We understand. The clinical load is heavy. Your days are filled with people who rely on your presence and your care. When the session ends, there’s still documentation, calls, treatment plans… and somewhere in that pile sits your other administrative tasks.
Regular insurance eligibility checks are often one of the first tasks to get skipped. But here’s the thing: clinicians who make this a regular habit tend to run into fewer billing issues and avoid future headaches. We see it time and time again. A few minutes now can save hours of frustration later.
What Is an Insurance Eligibility Check?
An eligibility check ensures you’re authorized to bill for your services, and that your client won’t be surprised with unexpected costs. It also ensures:
- The policy is still in effect
- The plan covers outpatient behavioral health services
- You are in-network or authorized to provide services
- There are no recent changes to deductibles, co-pays, or coverage
Checking eligibility is not just a one-time task. We all know that eligibility can change at any time and for many reasons—clients switch jobs, policies renew, coverage lapses. That’s why monthly or per-visit checks are the best defense against avoidable billing issues.
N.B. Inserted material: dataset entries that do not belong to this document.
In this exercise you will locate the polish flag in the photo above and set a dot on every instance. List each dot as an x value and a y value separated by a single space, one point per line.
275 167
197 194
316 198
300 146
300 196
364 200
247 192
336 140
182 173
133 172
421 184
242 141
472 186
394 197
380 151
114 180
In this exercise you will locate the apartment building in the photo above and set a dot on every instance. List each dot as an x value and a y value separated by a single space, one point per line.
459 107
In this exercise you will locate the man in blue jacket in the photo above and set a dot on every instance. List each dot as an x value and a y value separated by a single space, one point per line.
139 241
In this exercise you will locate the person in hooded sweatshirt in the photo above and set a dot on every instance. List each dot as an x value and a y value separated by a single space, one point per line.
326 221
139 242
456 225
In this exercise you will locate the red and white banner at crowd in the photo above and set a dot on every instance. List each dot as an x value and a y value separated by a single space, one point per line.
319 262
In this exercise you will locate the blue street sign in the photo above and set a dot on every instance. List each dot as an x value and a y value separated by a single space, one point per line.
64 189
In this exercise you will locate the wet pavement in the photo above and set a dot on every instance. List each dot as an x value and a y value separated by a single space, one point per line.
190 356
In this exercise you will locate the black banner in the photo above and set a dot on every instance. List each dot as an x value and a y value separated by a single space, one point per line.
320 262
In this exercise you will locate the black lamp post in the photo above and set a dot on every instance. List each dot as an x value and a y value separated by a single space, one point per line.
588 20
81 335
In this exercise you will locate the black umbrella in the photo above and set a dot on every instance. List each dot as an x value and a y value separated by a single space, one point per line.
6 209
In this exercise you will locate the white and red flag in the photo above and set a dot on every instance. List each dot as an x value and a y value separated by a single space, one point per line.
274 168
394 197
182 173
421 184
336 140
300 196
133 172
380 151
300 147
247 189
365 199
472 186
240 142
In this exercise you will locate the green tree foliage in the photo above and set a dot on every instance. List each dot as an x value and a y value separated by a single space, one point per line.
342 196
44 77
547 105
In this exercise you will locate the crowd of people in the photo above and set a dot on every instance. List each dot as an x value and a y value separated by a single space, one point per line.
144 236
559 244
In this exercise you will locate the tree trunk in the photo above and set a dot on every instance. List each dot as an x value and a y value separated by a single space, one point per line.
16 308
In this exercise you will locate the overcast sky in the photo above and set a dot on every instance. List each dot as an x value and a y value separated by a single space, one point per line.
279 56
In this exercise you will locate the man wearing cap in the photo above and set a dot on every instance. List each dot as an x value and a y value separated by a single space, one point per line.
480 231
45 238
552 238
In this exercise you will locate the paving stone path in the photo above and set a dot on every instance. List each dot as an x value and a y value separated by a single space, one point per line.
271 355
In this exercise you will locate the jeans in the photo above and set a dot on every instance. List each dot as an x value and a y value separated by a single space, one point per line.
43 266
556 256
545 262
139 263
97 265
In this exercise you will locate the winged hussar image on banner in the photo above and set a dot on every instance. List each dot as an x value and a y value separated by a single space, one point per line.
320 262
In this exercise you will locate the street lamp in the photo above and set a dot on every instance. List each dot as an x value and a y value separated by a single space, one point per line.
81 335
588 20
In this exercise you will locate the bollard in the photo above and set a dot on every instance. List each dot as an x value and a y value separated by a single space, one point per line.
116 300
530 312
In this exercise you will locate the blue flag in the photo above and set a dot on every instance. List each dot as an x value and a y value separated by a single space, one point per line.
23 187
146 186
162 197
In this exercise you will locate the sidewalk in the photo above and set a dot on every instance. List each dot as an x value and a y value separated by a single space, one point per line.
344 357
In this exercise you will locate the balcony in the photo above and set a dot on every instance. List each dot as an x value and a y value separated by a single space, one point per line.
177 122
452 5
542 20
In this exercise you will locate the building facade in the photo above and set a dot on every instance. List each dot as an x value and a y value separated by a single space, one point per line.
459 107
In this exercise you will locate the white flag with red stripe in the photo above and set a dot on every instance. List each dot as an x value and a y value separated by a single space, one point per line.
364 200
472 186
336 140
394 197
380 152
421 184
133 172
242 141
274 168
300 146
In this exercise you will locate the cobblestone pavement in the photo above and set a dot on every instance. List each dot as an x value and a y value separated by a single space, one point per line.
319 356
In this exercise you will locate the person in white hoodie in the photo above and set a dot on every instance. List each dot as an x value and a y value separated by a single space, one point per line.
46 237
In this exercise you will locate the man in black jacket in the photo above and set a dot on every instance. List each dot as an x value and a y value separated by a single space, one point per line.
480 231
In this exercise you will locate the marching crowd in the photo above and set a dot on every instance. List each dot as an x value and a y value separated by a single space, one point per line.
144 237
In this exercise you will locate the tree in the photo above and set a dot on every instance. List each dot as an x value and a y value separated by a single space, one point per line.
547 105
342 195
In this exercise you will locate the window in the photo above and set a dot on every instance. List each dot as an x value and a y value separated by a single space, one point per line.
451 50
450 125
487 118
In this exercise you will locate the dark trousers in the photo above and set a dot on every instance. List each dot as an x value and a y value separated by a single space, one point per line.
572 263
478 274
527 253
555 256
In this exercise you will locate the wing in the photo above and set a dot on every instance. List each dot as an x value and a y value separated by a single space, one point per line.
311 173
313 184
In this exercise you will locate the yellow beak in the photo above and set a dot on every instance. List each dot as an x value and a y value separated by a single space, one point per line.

How Do Eligibility Checks Help Me?
Skipping eligibility checks might save you time now, but it often leads to bigger problems later. Here are the benefits:
- Prevent denials and recoupments: Insurance carriers can (and do) deny claims if the client wasn’t eligible at the time of service. Even if the service was clinically necessary and perfectly coded, you may be left without payment.
- Get paid on time: Delays in verifying eligibility often lead to delayed payments, or worse, rejections that need re-submission. Regular checks keep cash flow steadier and more predictable.
- Protect your practice from liability: In some third-party contracts, including our contract with affiliates, it is the responsibility of the clinician to verify coverage. Not doing so could put your agreement or your income at risk.
- Reduce admin stress: It’s easier to address eligibility before a visit than to chase down claims, appeal denials, or have uncomfortable conversations with clients about unpaid balances.
Tips to Make Eligibility Checks Quick & Easy
You don’t need to spend hours on this. Here’s how to make it quick and effective:
- Set a monthly calendar reminder: Block 15–30 minutes on your calendar each month to run eligibility checks for all your active clients in one go. Treat it like any other essential part of practice management.
- Call the provider line (when in doubt): If online systems are unclear or your EHR doesn’t sync directly with insurers, a quick call to the provider number on the back of the client’s insurance card can save you hours!
- Keep insurance details updated in your EHR: Accurate policy numbers, group numbers, and client data make verification go faster. During intake especially, prioritize clean data entry.
- Create a “coverage check” script: Develop a standard script for new clients and re-verification to make the conversation quick and comfortable.
- Inform clients: At intake and during ongoing care, gently remind clients that it’s their responsibility to notify you of changes to their insurance.
Staying on top of eligibility is important to good practice management. It shows respect for your work, your time, and your clients by ensuring you get paid for the services you provide while minimizing surprises or disruptions in care.